That M rating cannot stop 7th graders from viewing anything and everything that's going on in the world, who in turn share it with elementary schoolers.
That footage will be seen period. What's worse, Dismemberment, blinding, and torture because its "fun"; "Here you try!". If anyone thinks that if you commit such acts in a game,
that it will not effect you in real life, you are pitifully ignorant.
Now I am an adult. I bought the game, I can navigate it, and can use my own good judgment to make a good play through and enjoy what just might be my last ever video game.
There is nothing to praise Larian for, as this genre appears dead. All their hard work? Seriously? There best efforts I will never see, because it certainly wasn't made for me.

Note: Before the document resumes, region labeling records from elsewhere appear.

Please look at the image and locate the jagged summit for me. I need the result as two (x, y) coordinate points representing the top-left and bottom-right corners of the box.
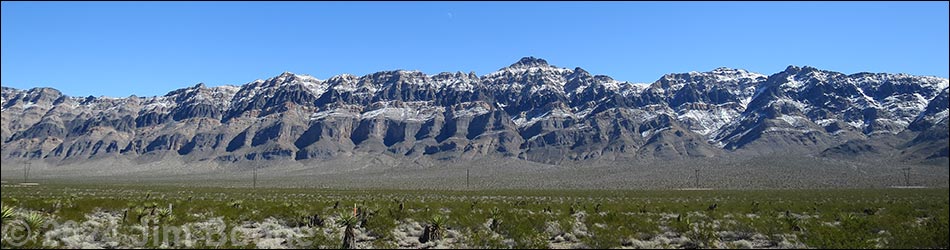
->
(0, 60), (948, 164)
(508, 56), (551, 68)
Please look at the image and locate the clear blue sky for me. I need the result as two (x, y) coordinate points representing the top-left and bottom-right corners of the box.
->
(0, 2), (950, 97)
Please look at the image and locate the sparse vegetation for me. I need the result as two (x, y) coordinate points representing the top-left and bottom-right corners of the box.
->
(2, 185), (950, 248)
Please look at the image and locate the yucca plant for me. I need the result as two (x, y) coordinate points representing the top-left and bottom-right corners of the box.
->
(419, 214), (446, 243)
(228, 200), (244, 208)
(488, 207), (501, 230)
(155, 208), (175, 223)
(336, 213), (358, 249)
(23, 212), (47, 235)
(0, 206), (13, 224)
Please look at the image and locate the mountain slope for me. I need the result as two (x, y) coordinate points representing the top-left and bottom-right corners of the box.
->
(0, 57), (948, 164)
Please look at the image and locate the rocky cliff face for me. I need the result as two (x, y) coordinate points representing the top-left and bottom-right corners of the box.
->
(0, 57), (948, 164)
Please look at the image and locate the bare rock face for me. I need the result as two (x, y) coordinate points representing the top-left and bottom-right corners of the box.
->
(0, 57), (948, 164)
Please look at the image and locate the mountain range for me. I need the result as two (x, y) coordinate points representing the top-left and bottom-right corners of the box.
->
(0, 57), (948, 169)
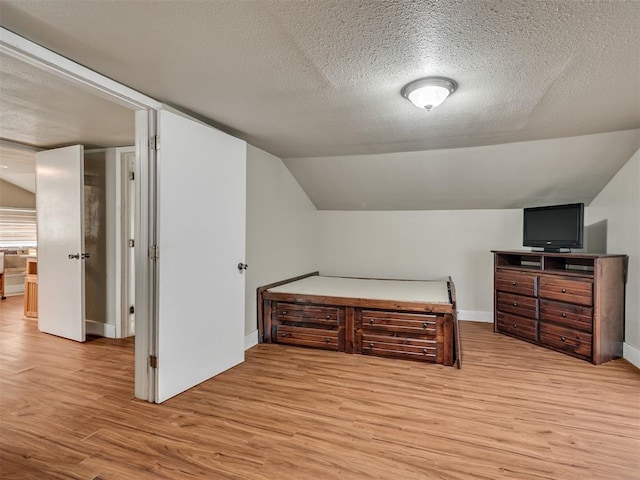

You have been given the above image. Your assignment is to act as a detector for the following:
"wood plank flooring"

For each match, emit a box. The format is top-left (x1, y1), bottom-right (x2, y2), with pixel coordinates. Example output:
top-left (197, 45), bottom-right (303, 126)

top-left (0, 297), bottom-right (640, 480)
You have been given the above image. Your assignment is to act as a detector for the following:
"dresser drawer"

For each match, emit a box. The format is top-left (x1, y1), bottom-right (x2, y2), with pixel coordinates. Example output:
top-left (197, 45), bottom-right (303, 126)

top-left (496, 312), bottom-right (538, 342)
top-left (276, 302), bottom-right (340, 326)
top-left (497, 292), bottom-right (538, 318)
top-left (539, 322), bottom-right (592, 359)
top-left (362, 332), bottom-right (438, 362)
top-left (362, 310), bottom-right (438, 337)
top-left (540, 299), bottom-right (593, 333)
top-left (495, 272), bottom-right (538, 297)
top-left (275, 325), bottom-right (344, 350)
top-left (540, 277), bottom-right (593, 305)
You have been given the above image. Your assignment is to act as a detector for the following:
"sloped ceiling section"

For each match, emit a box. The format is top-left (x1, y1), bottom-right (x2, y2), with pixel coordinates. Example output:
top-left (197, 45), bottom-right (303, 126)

top-left (0, 0), bottom-right (640, 158)
top-left (285, 129), bottom-right (640, 210)
top-left (0, 54), bottom-right (135, 147)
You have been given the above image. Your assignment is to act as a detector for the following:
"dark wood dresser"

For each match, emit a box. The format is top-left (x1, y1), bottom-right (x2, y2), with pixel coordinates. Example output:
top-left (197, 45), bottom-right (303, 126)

top-left (493, 251), bottom-right (627, 365)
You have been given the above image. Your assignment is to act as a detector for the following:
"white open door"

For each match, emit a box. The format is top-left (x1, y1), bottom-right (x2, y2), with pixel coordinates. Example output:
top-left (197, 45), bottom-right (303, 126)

top-left (36, 145), bottom-right (85, 342)
top-left (156, 110), bottom-right (246, 402)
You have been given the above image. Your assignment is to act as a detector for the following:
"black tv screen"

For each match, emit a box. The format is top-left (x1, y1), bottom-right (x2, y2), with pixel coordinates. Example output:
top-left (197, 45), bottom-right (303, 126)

top-left (522, 203), bottom-right (584, 251)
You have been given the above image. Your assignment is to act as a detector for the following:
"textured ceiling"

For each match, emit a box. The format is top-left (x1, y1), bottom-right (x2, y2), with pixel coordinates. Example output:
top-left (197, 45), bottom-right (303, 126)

top-left (0, 54), bottom-right (135, 149)
top-left (285, 129), bottom-right (640, 210)
top-left (0, 0), bottom-right (640, 157)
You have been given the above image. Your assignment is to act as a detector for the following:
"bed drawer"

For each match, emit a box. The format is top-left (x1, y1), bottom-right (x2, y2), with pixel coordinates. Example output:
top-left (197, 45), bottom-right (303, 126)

top-left (362, 310), bottom-right (438, 337)
top-left (276, 302), bottom-right (340, 326)
top-left (540, 322), bottom-right (593, 359)
top-left (495, 272), bottom-right (538, 297)
top-left (496, 312), bottom-right (538, 342)
top-left (540, 277), bottom-right (593, 306)
top-left (540, 299), bottom-right (593, 333)
top-left (275, 325), bottom-right (344, 350)
top-left (497, 292), bottom-right (538, 318)
top-left (362, 332), bottom-right (438, 362)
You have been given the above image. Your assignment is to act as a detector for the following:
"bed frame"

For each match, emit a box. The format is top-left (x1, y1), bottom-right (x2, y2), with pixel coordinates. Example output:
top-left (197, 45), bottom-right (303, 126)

top-left (258, 272), bottom-right (461, 368)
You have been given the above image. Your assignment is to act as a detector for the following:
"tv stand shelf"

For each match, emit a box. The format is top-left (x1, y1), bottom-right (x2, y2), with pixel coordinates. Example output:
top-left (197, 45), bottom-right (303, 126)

top-left (493, 251), bottom-right (628, 365)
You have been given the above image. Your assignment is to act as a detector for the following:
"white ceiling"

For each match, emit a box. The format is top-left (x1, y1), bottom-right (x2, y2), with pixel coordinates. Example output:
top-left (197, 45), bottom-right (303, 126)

top-left (0, 0), bottom-right (640, 209)
top-left (0, 141), bottom-right (36, 193)
top-left (0, 50), bottom-right (135, 148)
top-left (285, 129), bottom-right (640, 210)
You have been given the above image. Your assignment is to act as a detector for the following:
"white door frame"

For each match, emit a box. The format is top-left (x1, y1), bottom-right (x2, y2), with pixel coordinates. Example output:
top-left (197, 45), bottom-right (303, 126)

top-left (115, 147), bottom-right (136, 338)
top-left (0, 27), bottom-right (162, 402)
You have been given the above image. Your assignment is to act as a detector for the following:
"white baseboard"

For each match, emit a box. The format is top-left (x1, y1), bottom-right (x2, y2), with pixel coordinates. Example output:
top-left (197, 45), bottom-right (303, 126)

top-left (85, 320), bottom-right (116, 338)
top-left (244, 330), bottom-right (258, 350)
top-left (622, 342), bottom-right (640, 368)
top-left (458, 310), bottom-right (493, 323)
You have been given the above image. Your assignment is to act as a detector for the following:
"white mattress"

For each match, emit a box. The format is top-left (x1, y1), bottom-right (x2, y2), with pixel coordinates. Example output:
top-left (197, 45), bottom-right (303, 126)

top-left (269, 275), bottom-right (450, 303)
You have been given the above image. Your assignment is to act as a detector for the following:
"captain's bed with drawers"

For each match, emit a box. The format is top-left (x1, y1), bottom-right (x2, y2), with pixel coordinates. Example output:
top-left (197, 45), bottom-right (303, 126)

top-left (258, 272), bottom-right (461, 368)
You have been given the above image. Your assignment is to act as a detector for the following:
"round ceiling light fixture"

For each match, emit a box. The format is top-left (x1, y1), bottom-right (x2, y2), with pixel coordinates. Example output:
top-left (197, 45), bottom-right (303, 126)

top-left (401, 77), bottom-right (458, 111)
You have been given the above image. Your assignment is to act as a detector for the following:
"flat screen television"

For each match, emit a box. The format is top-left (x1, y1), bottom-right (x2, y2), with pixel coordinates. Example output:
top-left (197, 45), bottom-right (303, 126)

top-left (522, 203), bottom-right (584, 252)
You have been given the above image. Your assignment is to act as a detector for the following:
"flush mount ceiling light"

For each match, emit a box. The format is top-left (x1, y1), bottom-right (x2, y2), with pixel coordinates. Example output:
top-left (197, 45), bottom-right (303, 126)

top-left (402, 77), bottom-right (458, 111)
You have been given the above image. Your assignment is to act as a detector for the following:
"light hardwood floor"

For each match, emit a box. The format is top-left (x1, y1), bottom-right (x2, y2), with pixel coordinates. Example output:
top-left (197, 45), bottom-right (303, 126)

top-left (0, 297), bottom-right (640, 480)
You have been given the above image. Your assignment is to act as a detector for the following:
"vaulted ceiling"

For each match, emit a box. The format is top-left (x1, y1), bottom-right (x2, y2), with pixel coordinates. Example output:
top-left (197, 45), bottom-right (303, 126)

top-left (0, 0), bottom-right (640, 209)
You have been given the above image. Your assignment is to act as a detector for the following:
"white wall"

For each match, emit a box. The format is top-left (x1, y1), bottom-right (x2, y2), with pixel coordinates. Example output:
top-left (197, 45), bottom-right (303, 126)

top-left (318, 209), bottom-right (522, 321)
top-left (245, 145), bottom-right (318, 339)
top-left (587, 150), bottom-right (640, 367)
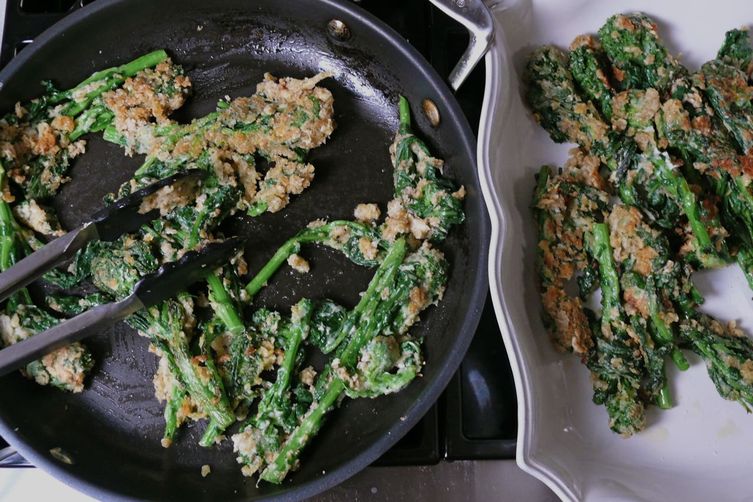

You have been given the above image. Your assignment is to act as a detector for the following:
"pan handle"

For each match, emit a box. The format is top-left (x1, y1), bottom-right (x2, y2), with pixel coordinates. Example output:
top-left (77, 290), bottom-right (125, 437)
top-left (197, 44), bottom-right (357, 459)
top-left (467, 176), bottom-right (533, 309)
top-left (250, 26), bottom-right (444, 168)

top-left (0, 446), bottom-right (34, 469)
top-left (429, 0), bottom-right (494, 91)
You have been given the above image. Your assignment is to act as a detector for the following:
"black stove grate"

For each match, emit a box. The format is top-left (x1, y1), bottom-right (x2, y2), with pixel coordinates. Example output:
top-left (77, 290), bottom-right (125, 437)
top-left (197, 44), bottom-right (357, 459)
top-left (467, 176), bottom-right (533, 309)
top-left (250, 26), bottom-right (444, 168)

top-left (0, 0), bottom-right (517, 467)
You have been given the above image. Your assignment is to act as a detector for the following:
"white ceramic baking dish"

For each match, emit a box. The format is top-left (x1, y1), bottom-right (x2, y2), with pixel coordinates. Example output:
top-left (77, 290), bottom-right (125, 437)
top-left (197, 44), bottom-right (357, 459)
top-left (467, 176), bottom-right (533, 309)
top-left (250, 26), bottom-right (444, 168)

top-left (478, 0), bottom-right (753, 501)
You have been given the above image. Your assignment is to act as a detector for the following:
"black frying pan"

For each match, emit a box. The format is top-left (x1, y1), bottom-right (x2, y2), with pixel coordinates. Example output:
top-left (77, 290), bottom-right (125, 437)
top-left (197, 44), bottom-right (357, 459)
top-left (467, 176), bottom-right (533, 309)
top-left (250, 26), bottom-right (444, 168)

top-left (0, 0), bottom-right (489, 500)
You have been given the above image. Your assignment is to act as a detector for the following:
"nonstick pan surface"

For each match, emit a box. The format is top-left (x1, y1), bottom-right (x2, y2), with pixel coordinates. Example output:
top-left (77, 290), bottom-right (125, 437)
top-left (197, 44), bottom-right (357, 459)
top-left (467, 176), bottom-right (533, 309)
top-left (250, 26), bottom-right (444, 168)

top-left (0, 0), bottom-right (489, 501)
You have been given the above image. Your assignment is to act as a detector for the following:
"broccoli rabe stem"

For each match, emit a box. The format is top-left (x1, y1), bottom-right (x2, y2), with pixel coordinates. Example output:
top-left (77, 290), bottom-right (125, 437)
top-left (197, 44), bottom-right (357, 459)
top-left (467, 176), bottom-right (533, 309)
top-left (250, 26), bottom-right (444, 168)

top-left (260, 239), bottom-right (406, 483)
top-left (589, 223), bottom-right (622, 326)
top-left (0, 163), bottom-right (31, 310)
top-left (59, 50), bottom-right (167, 117)
top-left (162, 385), bottom-right (186, 446)
top-left (259, 379), bottom-right (345, 484)
top-left (207, 274), bottom-right (246, 335)
top-left (246, 220), bottom-right (378, 301)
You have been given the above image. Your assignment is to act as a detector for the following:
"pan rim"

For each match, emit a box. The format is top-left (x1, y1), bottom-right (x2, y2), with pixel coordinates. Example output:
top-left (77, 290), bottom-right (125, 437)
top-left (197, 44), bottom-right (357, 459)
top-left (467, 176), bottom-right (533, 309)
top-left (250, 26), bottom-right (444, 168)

top-left (0, 0), bottom-right (491, 501)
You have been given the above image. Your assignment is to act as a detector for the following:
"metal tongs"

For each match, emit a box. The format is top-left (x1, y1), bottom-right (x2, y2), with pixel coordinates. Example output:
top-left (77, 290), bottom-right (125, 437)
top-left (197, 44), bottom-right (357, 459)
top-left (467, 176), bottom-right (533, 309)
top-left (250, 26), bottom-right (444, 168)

top-left (0, 170), bottom-right (243, 376)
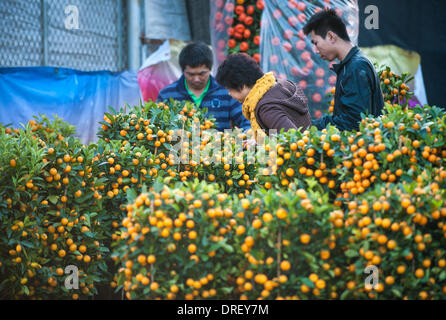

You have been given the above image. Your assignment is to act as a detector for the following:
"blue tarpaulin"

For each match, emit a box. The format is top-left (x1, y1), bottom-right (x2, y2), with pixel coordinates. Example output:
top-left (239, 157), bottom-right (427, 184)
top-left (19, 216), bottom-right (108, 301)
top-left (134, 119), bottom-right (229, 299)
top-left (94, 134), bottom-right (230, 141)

top-left (0, 67), bottom-right (141, 144)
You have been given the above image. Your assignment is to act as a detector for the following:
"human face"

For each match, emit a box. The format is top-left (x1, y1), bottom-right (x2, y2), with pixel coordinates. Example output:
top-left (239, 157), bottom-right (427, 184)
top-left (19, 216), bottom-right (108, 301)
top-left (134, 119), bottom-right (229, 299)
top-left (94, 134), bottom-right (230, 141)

top-left (183, 65), bottom-right (211, 91)
top-left (311, 31), bottom-right (337, 62)
top-left (228, 85), bottom-right (251, 103)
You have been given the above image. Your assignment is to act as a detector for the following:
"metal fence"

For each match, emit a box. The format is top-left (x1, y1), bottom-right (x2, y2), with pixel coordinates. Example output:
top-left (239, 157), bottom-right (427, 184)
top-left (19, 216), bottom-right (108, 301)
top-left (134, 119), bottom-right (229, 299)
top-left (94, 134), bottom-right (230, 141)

top-left (0, 0), bottom-right (128, 71)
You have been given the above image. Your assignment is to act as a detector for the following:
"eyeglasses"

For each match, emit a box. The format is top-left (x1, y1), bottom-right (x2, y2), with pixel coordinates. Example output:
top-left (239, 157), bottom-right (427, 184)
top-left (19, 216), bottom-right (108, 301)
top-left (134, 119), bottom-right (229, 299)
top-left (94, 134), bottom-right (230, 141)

top-left (184, 70), bottom-right (210, 78)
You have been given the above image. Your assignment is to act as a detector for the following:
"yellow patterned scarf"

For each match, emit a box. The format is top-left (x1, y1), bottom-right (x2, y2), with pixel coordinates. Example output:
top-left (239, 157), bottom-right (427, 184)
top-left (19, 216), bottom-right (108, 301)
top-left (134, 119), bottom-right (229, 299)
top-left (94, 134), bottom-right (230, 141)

top-left (243, 72), bottom-right (276, 140)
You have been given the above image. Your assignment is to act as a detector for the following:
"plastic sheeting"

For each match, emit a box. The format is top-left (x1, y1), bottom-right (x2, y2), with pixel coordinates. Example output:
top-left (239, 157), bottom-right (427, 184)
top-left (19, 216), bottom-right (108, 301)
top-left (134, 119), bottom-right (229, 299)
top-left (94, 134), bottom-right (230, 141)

top-left (145, 0), bottom-right (191, 41)
top-left (0, 67), bottom-right (141, 144)
top-left (260, 0), bottom-right (359, 118)
top-left (138, 40), bottom-right (181, 101)
top-left (0, 0), bottom-right (127, 71)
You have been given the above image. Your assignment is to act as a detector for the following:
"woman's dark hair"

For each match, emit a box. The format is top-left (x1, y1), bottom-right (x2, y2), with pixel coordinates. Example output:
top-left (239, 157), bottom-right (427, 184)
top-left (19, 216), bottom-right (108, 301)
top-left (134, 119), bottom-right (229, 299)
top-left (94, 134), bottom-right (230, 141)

top-left (215, 53), bottom-right (263, 91)
top-left (304, 9), bottom-right (350, 41)
top-left (179, 41), bottom-right (214, 71)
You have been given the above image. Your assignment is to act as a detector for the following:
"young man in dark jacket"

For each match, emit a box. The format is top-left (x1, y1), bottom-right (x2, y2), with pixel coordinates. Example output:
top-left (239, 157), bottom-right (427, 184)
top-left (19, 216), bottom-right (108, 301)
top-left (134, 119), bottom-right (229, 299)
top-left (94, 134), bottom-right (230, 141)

top-left (157, 42), bottom-right (250, 131)
top-left (216, 53), bottom-right (311, 138)
top-left (303, 9), bottom-right (384, 130)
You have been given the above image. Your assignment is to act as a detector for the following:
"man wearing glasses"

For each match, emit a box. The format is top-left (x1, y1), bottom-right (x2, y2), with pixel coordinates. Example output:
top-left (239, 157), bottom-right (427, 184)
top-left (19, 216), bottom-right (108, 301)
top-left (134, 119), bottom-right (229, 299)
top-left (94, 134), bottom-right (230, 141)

top-left (157, 42), bottom-right (251, 131)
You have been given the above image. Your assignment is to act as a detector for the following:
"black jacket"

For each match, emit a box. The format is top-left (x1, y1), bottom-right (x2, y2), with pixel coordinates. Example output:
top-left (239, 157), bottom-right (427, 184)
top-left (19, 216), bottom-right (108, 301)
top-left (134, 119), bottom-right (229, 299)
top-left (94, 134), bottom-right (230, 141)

top-left (313, 46), bottom-right (384, 131)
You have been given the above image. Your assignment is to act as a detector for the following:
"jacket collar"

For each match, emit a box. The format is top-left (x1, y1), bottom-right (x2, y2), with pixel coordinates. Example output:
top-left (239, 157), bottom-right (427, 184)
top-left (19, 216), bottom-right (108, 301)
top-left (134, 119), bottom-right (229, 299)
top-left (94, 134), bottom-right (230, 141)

top-left (177, 74), bottom-right (219, 96)
top-left (331, 46), bottom-right (359, 74)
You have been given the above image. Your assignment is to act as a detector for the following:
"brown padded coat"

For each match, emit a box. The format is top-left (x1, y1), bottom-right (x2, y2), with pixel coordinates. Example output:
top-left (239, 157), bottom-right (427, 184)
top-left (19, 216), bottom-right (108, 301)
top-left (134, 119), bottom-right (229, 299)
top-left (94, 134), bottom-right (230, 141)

top-left (255, 80), bottom-right (311, 134)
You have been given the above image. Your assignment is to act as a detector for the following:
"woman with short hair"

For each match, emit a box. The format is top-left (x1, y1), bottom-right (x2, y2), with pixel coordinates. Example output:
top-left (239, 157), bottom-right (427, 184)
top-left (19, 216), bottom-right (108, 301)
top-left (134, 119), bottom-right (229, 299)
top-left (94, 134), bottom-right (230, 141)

Any D&D series I played was about having the tools to stop evil, not become it. What I saw in the Shar cultist scene, made the Manson family look like the Brady Bunch family
picnic, and Sven is laughing maniacally. "Hey, lets go kill Jaheira and the Harper's, cuz they aren't fun". The man has made a trip round the bend, and ain't commin back.
What a bizarre post.
Firstly you should probably avoid personal disparaging remarks about the head of the company whose forum you're posting on. It's in poor taste.
Secondly, you clearly haven't played many D&D games as even as far back as BG 1 and 2 you could go completely evil and do some heinous things. In Wrath of the Righteous you can be a lich or even worse a swarm who consumes everything including his/her former comrades. In NWN Mask of the Betrayer you could be a soul eater who consumes the very souls of sentient beings, lorewise a fate worse than death by an order of magnitude. Going evil has been an option in these types of games for a long, long time.
You'll be able to play a goodie goodie, calm your knickers mate.